Share

Pergulatan

Sebelas Tahun Kemudian. Jakarta, 2020.

Wira sudah berdosa besar pada Lovina Adnan Yusuf. Pastilah demikian alasan mengapa perempuan muda itu memekik histeris seperti habis dibegal sepagi ini.

Sejilid laporan dibantingnya sekuat tenaga ke meja Wira, di hadapan lelaki itu, di depan semua orang.

Budi yang bersebelahan meja dengan Wira nyaris melompat karena kaget, tumbler di meja Wira juga melompat kendati sempat digapai empunya. Celotehan karyawan lain di ruangan pun padam seketika, terkecuali derit printer dari meja Finance dan Akunting.

“Lo periksa lagi nggak sih bagian proposal yang lo kerjakan dan rencananya dipresentasikan hari ini! Kenapa berantakan begini?” pekik Vina. Murka semurkanya.

“Ada masalah apa Bu?” Wira mencoba tenang menghadapi badai yang hadir tanpa mendung.

Jemarinya menelusuri salinan lembar demi lembar halaman proposal yang menyita waktu tidurnya untuk dirampungkan tersebut.

“Coba aja lo periksa sendiri. Typo-Error di sana-sini. Angkanya kebolak-balik!
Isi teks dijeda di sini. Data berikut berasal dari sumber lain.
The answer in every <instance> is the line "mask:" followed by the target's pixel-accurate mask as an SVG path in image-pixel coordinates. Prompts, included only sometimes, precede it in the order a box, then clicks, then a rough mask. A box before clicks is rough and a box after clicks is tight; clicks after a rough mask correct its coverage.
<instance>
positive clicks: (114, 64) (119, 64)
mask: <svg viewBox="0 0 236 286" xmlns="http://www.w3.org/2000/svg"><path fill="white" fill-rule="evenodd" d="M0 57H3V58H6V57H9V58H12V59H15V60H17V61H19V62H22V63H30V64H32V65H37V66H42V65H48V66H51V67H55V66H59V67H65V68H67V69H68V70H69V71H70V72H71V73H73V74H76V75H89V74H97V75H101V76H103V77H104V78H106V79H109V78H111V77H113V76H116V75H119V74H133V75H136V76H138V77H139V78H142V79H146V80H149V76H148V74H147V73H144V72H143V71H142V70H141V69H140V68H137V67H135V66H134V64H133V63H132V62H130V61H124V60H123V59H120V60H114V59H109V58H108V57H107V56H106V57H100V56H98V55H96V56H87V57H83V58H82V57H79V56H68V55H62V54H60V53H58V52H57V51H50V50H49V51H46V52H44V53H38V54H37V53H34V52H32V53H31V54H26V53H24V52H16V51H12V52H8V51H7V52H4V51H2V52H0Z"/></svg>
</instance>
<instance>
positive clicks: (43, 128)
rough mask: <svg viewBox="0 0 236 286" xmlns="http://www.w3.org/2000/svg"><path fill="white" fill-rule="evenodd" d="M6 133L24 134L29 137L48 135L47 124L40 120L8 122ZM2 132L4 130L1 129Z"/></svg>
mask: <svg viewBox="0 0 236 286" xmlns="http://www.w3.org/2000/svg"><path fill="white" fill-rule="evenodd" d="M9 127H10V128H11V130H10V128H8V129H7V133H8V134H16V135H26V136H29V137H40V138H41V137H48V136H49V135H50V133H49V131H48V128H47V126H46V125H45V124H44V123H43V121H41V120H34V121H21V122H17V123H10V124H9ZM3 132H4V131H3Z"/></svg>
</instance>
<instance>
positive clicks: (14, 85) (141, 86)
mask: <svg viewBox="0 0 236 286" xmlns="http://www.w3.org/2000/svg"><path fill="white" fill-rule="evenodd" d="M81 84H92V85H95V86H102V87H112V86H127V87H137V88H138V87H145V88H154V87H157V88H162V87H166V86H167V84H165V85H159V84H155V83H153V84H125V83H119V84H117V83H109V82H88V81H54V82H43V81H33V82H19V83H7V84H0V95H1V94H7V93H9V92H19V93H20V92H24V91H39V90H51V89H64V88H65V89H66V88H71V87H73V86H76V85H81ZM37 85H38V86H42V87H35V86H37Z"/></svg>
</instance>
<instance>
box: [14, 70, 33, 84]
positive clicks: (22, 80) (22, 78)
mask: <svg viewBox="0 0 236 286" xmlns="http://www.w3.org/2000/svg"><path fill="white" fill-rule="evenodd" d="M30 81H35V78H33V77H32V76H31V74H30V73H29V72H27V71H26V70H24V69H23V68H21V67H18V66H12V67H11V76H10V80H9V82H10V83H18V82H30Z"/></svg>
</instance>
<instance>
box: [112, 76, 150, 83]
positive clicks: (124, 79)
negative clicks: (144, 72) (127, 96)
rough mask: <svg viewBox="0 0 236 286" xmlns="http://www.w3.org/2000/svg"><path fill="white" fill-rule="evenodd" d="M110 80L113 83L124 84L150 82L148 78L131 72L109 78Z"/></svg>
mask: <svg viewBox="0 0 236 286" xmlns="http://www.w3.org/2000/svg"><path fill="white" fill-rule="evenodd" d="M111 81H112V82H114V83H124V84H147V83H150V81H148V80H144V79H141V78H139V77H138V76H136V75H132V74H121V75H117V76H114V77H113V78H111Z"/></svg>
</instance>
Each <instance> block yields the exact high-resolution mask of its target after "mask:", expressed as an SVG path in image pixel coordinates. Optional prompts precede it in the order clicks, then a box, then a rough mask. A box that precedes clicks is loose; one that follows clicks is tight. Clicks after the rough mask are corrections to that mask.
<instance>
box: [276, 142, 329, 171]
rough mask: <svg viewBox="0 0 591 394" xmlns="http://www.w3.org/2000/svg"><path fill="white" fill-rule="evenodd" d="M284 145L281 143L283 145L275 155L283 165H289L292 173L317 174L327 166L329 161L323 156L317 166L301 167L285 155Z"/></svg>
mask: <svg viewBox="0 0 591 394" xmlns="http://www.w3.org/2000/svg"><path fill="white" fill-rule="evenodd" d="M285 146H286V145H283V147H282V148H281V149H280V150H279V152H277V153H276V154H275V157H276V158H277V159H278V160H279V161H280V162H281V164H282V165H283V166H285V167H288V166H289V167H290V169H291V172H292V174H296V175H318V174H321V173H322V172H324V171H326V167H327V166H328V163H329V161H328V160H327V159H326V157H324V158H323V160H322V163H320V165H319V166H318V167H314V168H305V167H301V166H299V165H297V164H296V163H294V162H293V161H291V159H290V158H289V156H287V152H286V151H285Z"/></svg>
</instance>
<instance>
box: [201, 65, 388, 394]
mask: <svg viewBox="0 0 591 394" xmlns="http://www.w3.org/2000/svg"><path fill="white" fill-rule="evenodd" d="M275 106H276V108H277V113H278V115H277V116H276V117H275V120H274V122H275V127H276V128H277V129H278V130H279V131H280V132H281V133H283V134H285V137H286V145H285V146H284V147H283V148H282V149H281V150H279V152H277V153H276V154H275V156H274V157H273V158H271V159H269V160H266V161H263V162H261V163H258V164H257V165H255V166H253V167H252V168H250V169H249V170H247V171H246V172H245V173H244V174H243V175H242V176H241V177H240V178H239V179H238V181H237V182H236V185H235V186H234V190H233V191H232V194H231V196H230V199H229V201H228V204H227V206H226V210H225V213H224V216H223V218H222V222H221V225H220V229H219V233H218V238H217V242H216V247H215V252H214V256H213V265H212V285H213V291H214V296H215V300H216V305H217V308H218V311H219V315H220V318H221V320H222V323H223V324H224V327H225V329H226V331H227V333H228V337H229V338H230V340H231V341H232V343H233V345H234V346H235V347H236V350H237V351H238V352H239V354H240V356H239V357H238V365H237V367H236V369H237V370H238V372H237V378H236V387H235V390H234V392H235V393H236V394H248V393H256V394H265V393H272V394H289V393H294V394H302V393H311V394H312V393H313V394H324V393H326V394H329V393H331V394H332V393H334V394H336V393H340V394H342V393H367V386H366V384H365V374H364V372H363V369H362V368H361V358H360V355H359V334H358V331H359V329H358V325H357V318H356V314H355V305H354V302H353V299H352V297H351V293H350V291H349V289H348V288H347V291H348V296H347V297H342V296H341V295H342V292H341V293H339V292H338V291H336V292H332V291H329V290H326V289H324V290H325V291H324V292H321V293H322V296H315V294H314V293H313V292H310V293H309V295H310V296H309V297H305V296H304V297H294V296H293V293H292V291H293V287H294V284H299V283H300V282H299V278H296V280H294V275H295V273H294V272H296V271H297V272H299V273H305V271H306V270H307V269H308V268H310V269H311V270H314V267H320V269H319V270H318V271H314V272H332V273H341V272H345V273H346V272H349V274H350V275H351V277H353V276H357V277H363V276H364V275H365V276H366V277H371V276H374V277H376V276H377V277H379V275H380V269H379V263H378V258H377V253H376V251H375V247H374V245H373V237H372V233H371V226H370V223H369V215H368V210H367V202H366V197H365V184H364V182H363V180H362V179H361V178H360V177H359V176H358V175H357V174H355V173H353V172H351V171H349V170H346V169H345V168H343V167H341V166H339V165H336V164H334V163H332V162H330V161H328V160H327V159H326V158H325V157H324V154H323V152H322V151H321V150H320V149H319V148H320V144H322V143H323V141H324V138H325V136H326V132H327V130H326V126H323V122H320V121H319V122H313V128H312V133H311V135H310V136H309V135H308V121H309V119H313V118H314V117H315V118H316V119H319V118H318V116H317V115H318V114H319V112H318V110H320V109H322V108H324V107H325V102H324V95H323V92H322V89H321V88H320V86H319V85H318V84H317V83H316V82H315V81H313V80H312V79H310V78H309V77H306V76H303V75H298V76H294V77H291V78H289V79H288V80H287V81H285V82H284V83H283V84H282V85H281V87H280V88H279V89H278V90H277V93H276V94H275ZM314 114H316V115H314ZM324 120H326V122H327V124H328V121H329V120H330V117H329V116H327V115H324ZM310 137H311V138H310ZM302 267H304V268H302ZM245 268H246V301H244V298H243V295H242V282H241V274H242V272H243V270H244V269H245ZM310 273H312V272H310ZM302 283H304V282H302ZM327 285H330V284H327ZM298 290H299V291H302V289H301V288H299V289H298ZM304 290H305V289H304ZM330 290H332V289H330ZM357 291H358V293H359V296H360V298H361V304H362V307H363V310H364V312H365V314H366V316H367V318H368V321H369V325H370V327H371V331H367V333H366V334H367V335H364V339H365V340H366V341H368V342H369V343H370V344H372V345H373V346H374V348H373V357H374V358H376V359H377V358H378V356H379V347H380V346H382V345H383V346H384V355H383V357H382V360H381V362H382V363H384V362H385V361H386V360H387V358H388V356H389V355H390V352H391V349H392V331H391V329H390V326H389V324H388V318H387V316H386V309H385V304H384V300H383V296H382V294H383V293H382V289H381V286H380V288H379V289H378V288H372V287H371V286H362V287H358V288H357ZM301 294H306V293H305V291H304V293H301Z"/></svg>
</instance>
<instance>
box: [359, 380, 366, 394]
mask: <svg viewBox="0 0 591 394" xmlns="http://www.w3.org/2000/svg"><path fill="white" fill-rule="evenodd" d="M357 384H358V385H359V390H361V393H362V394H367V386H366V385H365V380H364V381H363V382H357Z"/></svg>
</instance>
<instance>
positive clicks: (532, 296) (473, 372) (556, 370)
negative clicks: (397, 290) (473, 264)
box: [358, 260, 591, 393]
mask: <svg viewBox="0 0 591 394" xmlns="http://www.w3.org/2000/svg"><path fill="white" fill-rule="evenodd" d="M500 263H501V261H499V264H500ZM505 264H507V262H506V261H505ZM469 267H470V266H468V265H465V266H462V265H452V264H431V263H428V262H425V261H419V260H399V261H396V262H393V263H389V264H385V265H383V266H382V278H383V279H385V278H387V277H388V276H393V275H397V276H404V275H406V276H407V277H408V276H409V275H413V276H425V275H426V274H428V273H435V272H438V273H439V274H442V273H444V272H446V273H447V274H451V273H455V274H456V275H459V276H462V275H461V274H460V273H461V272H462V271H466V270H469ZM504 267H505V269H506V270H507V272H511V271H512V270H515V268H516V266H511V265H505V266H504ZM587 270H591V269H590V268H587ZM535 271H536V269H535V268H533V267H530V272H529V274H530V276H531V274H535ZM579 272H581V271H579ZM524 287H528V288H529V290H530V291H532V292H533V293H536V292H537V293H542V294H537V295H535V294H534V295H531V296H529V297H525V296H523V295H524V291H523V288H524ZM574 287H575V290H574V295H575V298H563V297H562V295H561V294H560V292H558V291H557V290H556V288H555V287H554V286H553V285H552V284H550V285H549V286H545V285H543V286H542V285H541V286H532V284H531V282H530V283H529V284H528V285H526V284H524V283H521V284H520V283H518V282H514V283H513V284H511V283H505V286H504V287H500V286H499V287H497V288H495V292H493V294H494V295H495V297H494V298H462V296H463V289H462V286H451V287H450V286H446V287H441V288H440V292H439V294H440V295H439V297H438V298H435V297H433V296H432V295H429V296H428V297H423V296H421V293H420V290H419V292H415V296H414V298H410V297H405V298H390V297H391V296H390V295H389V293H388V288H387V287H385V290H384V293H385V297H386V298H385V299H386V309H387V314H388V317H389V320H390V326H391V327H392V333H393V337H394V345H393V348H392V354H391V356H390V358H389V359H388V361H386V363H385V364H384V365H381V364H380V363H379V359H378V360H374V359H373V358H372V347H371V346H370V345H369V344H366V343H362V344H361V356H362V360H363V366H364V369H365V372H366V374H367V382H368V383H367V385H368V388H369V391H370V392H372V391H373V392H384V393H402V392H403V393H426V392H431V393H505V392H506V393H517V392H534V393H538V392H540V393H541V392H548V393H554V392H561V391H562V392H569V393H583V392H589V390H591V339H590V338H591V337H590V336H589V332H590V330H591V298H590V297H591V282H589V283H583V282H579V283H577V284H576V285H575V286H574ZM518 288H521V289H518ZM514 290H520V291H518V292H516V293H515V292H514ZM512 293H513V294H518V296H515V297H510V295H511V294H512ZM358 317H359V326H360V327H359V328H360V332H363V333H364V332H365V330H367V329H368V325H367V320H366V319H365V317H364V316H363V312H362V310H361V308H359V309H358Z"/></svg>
Grafik yang lo bikin sama sekali nggak nyambung dengan pemaparan gue dan Dimas, bukannya sewaktu brainstorming kemarin lo bilang udah nyambung bagian apa yang lo mesti olah!”

Perempuan muda itu berkacak pinggang, dadanya kembang kempis menahan amuk. Seandainya mungkin, matanya yang terbingkai kacamata ramping itu pasti sudah menyorotkan sepasang sinar laser ke lelaki di depannya.

Karyawan yang lain menjadi rikuh karena kegaduhan ini, sedangkan Wira cuma bisa menelan ludah mendapati dirinyalah memang pangkal masalahnya. Kerjaan hasil lemburnya berantakan.

Mampuslah gue, batinnya.

Seketika ulu hatinya terasa terjotos, terasa ingin memuntahkan sarapannya tadi pagi, kendati dia pun tidak ingat lagi apakah ia sempat sarapan tadi pagi. Jangan-jangan sepagian ia memang hanya makan angin sehingga sekarang mendadak mual.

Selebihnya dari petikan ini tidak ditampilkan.